I let out a relieved sigh, but beside me, the ghost gave an anguished wail.


"What?" I asked. "What's wrong? We protected this place, didn't we?"


"You protected it! I did nothing!" the ghost protested.


I made a face, but said, "Well, at least you didn't get in the way."


Once again, my relief was short-lived. This time, the earth did not move, nor was there a weird rustling. Oh no. This time, there was a loud crash from directly behind me.


Both the ghost and I whirled to face the fenced-in building at our backs. The ghost flapped his hands limply in ineffectual worry as we finally saw the cause of the noise. A giant skeleton, easily fifteen times the size of a normal human, hovered over the building, the grey bones of its hands scrabbling at the peaked roof.

(image from Wikimedia Commons: https://commons.wikimedia.org/wiki/File:Takiyasha_the_Witch_and_the_Skeleton_Spectre_2.jpg )


The ghost muttered something about wanting a sword, then began to float towards the building at a running speed.


"He'll see you!" I yelled, and that was a mistake. The skeleton did not notice the ghost; the skeleton noticed me.


A skull without flesh or skin on it should be expressionless, but I swear that skeleton leered hungrily at me as it turned its empty eye sockets to face me. One of the bony hands left the roof and reached towards me.


The movement attracted the attention of the ghost. His eyes grew wide when the fell on the red ribbon still clutched in my hands.


"The bells!" He yelled in his reedy, ghostly voice.


I looked at him in confusion.


"Ring the bells! Bells repel evil!"


Holding the red silk ribbon in my red hand, I shook the bells. They sounded with a metallic rattle. and the skeleton began to crumble. As I rang the bells, the skeleton turned to nothing more than dust.


"Hah! It worked!" the ghost exclaimed triumphantly. "And it was my idea!

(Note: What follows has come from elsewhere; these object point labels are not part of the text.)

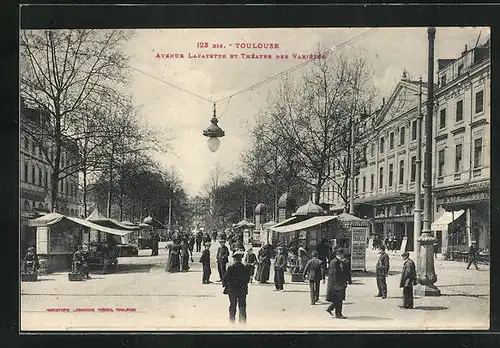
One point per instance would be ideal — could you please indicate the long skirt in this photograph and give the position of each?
(184, 263)
(173, 263)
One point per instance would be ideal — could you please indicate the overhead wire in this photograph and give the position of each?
(258, 84)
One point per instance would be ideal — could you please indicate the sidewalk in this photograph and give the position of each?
(178, 301)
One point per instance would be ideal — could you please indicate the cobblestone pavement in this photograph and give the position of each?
(169, 302)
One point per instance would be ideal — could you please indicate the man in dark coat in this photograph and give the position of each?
(205, 262)
(314, 272)
(338, 276)
(279, 269)
(382, 271)
(472, 255)
(264, 265)
(222, 259)
(408, 279)
(199, 239)
(235, 283)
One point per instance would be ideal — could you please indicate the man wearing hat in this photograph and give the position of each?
(279, 269)
(408, 279)
(235, 283)
(313, 271)
(338, 277)
(473, 255)
(222, 259)
(205, 262)
(381, 271)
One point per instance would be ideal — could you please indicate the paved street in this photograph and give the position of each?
(164, 301)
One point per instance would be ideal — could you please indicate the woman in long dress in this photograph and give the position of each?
(173, 262)
(184, 257)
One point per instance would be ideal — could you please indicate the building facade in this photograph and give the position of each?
(384, 185)
(35, 174)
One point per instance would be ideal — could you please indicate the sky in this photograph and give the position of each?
(176, 95)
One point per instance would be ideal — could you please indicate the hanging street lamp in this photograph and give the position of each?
(213, 132)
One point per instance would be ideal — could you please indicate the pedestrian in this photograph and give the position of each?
(302, 259)
(235, 283)
(251, 261)
(264, 266)
(339, 276)
(173, 262)
(222, 259)
(279, 269)
(408, 279)
(472, 255)
(184, 257)
(313, 271)
(205, 262)
(199, 239)
(382, 271)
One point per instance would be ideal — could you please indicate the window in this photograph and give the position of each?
(413, 168)
(443, 80)
(402, 136)
(381, 178)
(414, 130)
(442, 118)
(401, 171)
(391, 171)
(478, 153)
(458, 158)
(479, 102)
(441, 162)
(460, 111)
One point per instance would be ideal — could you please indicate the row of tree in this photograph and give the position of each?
(78, 80)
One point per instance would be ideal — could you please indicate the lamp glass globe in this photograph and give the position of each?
(213, 144)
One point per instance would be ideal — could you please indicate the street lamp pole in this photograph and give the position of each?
(426, 275)
(417, 227)
(351, 190)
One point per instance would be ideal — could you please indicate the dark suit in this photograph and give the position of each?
(222, 260)
(472, 256)
(313, 270)
(235, 283)
(338, 276)
(408, 279)
(205, 262)
(382, 270)
(279, 271)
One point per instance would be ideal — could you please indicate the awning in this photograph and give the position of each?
(444, 220)
(284, 222)
(99, 227)
(314, 221)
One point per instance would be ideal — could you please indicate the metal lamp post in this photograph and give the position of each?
(426, 275)
(213, 132)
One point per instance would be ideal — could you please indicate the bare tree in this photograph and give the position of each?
(309, 121)
(64, 72)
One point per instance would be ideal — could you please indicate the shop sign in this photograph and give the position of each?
(358, 248)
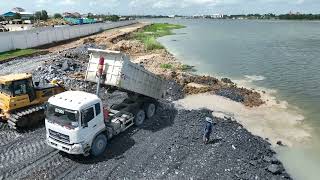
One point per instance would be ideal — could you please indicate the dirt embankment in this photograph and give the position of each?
(167, 146)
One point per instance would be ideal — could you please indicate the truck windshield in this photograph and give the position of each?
(62, 116)
(7, 89)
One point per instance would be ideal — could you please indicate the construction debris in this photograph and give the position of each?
(168, 146)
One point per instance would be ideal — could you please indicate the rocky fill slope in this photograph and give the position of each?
(168, 146)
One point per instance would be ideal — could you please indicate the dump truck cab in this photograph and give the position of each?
(73, 118)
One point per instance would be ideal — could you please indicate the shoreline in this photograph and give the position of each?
(234, 152)
(192, 84)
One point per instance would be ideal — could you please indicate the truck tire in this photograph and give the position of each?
(99, 145)
(150, 109)
(140, 117)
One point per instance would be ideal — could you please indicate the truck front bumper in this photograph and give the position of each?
(70, 149)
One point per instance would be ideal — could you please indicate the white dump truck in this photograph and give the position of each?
(78, 123)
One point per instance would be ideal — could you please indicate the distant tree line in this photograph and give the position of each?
(300, 16)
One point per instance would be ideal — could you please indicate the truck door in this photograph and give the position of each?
(91, 118)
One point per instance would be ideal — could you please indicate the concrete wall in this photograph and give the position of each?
(42, 36)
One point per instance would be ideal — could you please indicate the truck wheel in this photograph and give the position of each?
(99, 145)
(150, 110)
(140, 117)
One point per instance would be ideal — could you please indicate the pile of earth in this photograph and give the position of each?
(183, 75)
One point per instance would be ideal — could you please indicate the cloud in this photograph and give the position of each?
(67, 2)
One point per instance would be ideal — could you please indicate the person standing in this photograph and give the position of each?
(207, 130)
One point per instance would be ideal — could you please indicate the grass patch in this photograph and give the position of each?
(16, 53)
(166, 66)
(149, 34)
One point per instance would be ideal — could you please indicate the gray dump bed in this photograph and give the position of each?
(124, 74)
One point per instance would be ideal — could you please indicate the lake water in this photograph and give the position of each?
(280, 57)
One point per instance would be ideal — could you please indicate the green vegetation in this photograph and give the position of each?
(16, 53)
(300, 16)
(57, 16)
(41, 15)
(150, 33)
(166, 66)
(186, 67)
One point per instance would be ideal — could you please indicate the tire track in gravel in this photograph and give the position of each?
(4, 126)
(54, 167)
(18, 158)
(28, 168)
(8, 136)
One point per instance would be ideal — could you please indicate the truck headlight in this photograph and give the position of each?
(77, 148)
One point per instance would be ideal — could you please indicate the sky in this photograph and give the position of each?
(165, 7)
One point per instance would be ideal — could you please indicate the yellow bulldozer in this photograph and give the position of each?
(22, 102)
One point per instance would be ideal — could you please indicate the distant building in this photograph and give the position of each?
(217, 16)
(18, 10)
(9, 14)
(71, 15)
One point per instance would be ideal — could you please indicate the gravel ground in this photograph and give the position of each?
(168, 146)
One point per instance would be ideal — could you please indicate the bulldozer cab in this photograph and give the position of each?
(18, 85)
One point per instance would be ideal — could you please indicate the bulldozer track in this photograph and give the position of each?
(4, 126)
(8, 136)
(18, 116)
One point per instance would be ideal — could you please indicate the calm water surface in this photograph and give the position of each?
(279, 55)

Mine! Which means I protected this place!"


He grinned at me, and began to fade, but so, too, did the garden, and the pavilion, and the paper-decorated building.


I was no longer outdoors. I was sitting, wrapped in the white robe, in the easy chair by the window. My socks weren't even dirty. It was dark now, and I saw a few children walking down the sidewalk. I realized I would have to hurry if I were going to give out any Halloween treats.


That would have been the end of it, except for something that happened the next morning. Outside the window, I saw a fox! A beautiful, orange-red fox, with black socks and distinctly white tip to his tail. I watched him as he stopped and sniffed at my front door, then trotted off around the house. Later, when I stepped outside, there was another package at my door. This time, it was a strange, cylindrical bale of straw - weirdest thing I ever saw. Sitting on top was one of those folded rectangles of paper with the odd writing. When I unfolded this one, it read,


"Keep the kimono, with thanks, and enjoy the rice. "


Then, with remarkably coincidental timing, the cylindrical bale broke open, revealing it was actually a straw basket filled with short-grain white rice.


Right now, the silk kimono is hanging in my closet. I managed to get most of the rice into the kitchen and into glass jars and containers - I only spilled a little on the doorstep. They're pretty decent presents, but I still don't know who they're from. Not one of my friends has been willing to admit it, but the gifts have to have come from one of them. Don't they?